Tra gli imputati spiccano nomi noti. Vi è l'ex direttore generale dell'USL, Massimo Uberti. Presente anche l'ex assessore regionale alla Sanità, Roberto Barmasse. Egli era componente del nucleo di monitoraggio dell'Attività Libero Professionale Intramuraria (Alpi) per il 2019 e il 2020. Anche l'ex direttore amministrativo dell'USL, Marco Ottonello, è tra i citati.

Inoltre, è stato chiamato a giudizio l'ex consigliere regionale Flavio Peinetti. Ha ricoperto il ruolo di componente del nucleo di monitoraggio Alpi per gli anni 2019, 2020 e 2021. Non manca l'ex commissario e direttore generale dell'USL, Angelo Pescarmona. Sono coinvolti anche Manuel Amedeo Mancini e Monia Carlin, anch'essi membri del nucleo di monitoraggio.

Questi individui sono chiamati a rispondere delle proprie azioni o omissioni. Le decisioni prese o non prese hanno portato alla situazione di deficit finanziario contestato. La loro posizione è sotto esame da parte della magistratura contabile.

Mancata previsione dei costi e violazione della trasparenza

Le indagini condotte dalla Guardia di Finanza hanno messo in luce ulteriori criticità. È emersa la mancata previsione dei costi relativi all'attività intramuraria. Questa voce di spesa, secondo gli investigatori, appariva solo nei bilanci consuntivi. Tale pratica violerebbe i principi fondamentali di trasparenza e veridicità contabile. La corretta rendicontazione delle spese è essenziale per la gestione pubblica.

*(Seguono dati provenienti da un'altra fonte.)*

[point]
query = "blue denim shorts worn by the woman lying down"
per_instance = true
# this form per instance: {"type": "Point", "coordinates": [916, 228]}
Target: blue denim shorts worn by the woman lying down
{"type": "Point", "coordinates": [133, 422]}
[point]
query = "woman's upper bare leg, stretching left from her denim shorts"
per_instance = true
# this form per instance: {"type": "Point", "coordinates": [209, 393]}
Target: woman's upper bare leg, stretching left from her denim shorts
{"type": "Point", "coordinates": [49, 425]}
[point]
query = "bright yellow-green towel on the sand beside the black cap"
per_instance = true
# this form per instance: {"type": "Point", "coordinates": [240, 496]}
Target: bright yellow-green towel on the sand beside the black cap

Il procuratore regionale, Quirino Lorelli, ha sottolineato la gravità della situazione. Le perdite registrate dall'attività intramuraria sono in contrasto con la normativa vigente. Il disavanzo veniva infatti coperto utilizzando risorse pubbliche. Questo implica un utilizzo improprio di fondi destinati ad altri scopi o alla copertura generale del sistema sanitario.

Il processo si svolgerà davanti ai giudici della Corte dei Conti. La prima udienza è fissata per il 23 settembre. Sarà in quella sede che verranno vagliate le responsabilità individuali e collettive dei 25 indagati.